Waarom de nertsenruimingen doorgang vonden

Nieuws: 18 juni 2020
Bont

Op 18 juni 2020 volgde de motivering van de voorzieningenrechter op zijn besluit van 5 juni om het bezwaar van Animal Rights en Bont voor Dieren tegen de ruiming van nertsen af te wijzen. 1

De basis van het bezwaar van Animal Rights en Bont voor Dieren tegen de ruimingen van de met Covid-19 besmette nertsenfokkerijen was dat een fatsoenlijke (wetenschappelijke) onderbouwing door de ministeries ontbrak. De voorzieningenrechter geeft ons daar voor een deel gelijk in:

“De motivering van deze keuze [het doden van de nertsen ter bestrijding van de besmettelijke dierziekte SARS-CoV-2 op de betrokken nertsenbedrijven] laat in enkele opzichten te wensen over, maar daarin ziet de voorzieningenrechter geen aanleiding voor toewijzing van het verzoek om voorlopige voorziening.”

We gaven aan dat, in tegenstelling tot wat de Kamerbrief van 3 juni beweerde, er helemaal geen advies tot ruiming was van de experts van het OMT-Z, maar dat twee scenario’s werden geschetst.
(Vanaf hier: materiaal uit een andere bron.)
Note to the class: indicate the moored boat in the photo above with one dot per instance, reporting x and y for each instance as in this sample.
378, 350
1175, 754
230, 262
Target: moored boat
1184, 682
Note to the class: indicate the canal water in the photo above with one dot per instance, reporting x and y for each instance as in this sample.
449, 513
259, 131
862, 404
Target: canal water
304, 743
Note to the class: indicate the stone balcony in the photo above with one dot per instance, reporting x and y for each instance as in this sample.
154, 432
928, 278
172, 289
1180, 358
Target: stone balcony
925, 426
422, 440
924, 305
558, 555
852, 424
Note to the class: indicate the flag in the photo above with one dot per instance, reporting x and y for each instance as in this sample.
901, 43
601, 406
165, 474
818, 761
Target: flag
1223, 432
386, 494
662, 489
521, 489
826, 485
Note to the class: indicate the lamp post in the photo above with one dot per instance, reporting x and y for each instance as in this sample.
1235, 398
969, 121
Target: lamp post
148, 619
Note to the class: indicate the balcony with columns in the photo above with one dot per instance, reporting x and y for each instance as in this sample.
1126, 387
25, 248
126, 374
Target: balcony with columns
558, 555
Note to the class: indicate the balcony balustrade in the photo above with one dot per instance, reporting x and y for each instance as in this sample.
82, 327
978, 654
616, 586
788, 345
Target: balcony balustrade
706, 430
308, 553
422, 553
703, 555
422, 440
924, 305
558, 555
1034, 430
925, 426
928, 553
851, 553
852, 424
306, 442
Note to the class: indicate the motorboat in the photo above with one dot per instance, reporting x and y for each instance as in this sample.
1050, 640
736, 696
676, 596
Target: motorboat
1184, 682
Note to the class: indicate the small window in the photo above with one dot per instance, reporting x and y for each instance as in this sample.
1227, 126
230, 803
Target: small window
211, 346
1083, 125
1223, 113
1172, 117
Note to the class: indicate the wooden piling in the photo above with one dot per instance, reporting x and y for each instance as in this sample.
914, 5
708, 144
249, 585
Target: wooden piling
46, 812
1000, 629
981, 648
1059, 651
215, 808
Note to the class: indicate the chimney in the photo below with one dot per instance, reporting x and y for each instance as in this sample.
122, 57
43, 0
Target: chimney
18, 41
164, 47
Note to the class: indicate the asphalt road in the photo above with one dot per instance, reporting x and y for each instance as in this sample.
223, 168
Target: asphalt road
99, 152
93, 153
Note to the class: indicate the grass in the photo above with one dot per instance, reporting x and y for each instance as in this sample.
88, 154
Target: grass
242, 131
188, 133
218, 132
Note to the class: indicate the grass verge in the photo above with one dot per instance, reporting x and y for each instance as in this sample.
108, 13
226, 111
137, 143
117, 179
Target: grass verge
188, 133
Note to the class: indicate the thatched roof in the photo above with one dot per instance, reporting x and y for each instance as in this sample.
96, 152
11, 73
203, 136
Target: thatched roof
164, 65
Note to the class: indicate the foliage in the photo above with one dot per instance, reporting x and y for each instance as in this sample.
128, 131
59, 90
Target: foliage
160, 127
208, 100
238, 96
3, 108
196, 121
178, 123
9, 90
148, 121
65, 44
Ook dat zag de rechter in:

“Aan verzoeksters kan worden toegegeven dat uit het advies van het OMT-Z niet blijkt dat daarin naar de letter is geadviseerd om de nertsen op de besmette bedrijven te doden ter bestrijding van SARS-CoV-2. In antwoord op de door de ministeries van LNV en VWS aan het OMT-Z gestelde vraag met welke maatregelen risico’s voor de volksgezondheid kunnen worden beperkt/voorkomen volstaat het OMT-Z in het advies met de bespreking van twee typen maatregelen voor besmette bedrijven die afzonderlijk of in combinatie toegepast kunnen worden, te weten zeer strikte isolatie van de besmette bedrijven en het longitudinaal volgen van de infectie op de bedrijven, respectievelijk het doden en ruimen van de nertsen van de besmette bedrijven. Het OMT-Z spreekt in het advies echter geen voorkeur uit voor één van deze twee typen maatregelen. Dit betekent dat het advies van het OMT-Z in zoverre feitelijk geen steun biedt voor de opmerking in de brief van 3 juni 2020 dat "Het OMT-Z adviseert dat ruimen een effectieve maatregel is voor besmette bedrijven”.”

De ministers hebben de Kamer dus verkeerd geïnformeerd.

De rechter geeft verder aan dat ter zitting de ministeries ook aangaven dat het besluit tot ruimen mede is gebaseerd op het advies van het BAO-Z, ook al is dit advies niet uitdrukkelijk vermeld in de besluiten van 4 juni 2020. De zitting werd 5 juni geschorst omdat de ministeries dat advies niet overlegd hadden. In de BAO-Z zitten onder andere de bezorgde gemeentes die al weken riepen om ruimingen en daarin niet gehinderd werden door wetenschappelijke kennis.

Een ander punt dat we aangaven is dat de ministeries volledig voorbij zijn gegaan aan het belang van de dieren. Ook dat gaf de rechter toe:

“Dit neemt niet weg dat het belang van de diergezondheid en het dierenwelzijn in de brief van 3 juni 2020 en het advies van het OMT-Z wat betreft de keuze tussen het ruimen van de nertsen, respectievelijk het isoleren van de besmette bedrijven en het longitudinaal volgen van de infectie op bedrijven, naar het oordeel van de voorzieningenrechter onderbelicht is gebleven.”

Maar vervolgens gaat de rechter echter niet in op de intrinsieke waarde van de dieren, hun belangen en interesses, bijvoorbeeld om te blijven leven.

Toch besloot de voorzieningenrechter dat de ministeries de “keuze voor de maatregel tot het doden van de nertsen voldoende heeft gemotiveerd en dat verweerder in het belang van met name de volksgezondheid in redelijkheid tot die keuze heeft kunnen komen.” Dit is ondermeer gebaseerd op de speculaties over reservoirvorming op de nertsenfokkerijen en de conclusie van de rechter dat dit in tegenspraak zou zijn met de steeds volgehouden stelling van het RIVM dat het risico op blootstelling aan SARS-CoV-2 buiten de stal verwaarloosbaar is.

Ondertussen zijn zo’n 600.000 nertsen omgebracht. "We moeten er nu voor zorgen dat deze kooien ook leeg blijven en de nertsenfokkerij in Nederland onmiddellijk wordt beëindigd,” zegt Animal Rights campagneleider Erwin Vermeulen.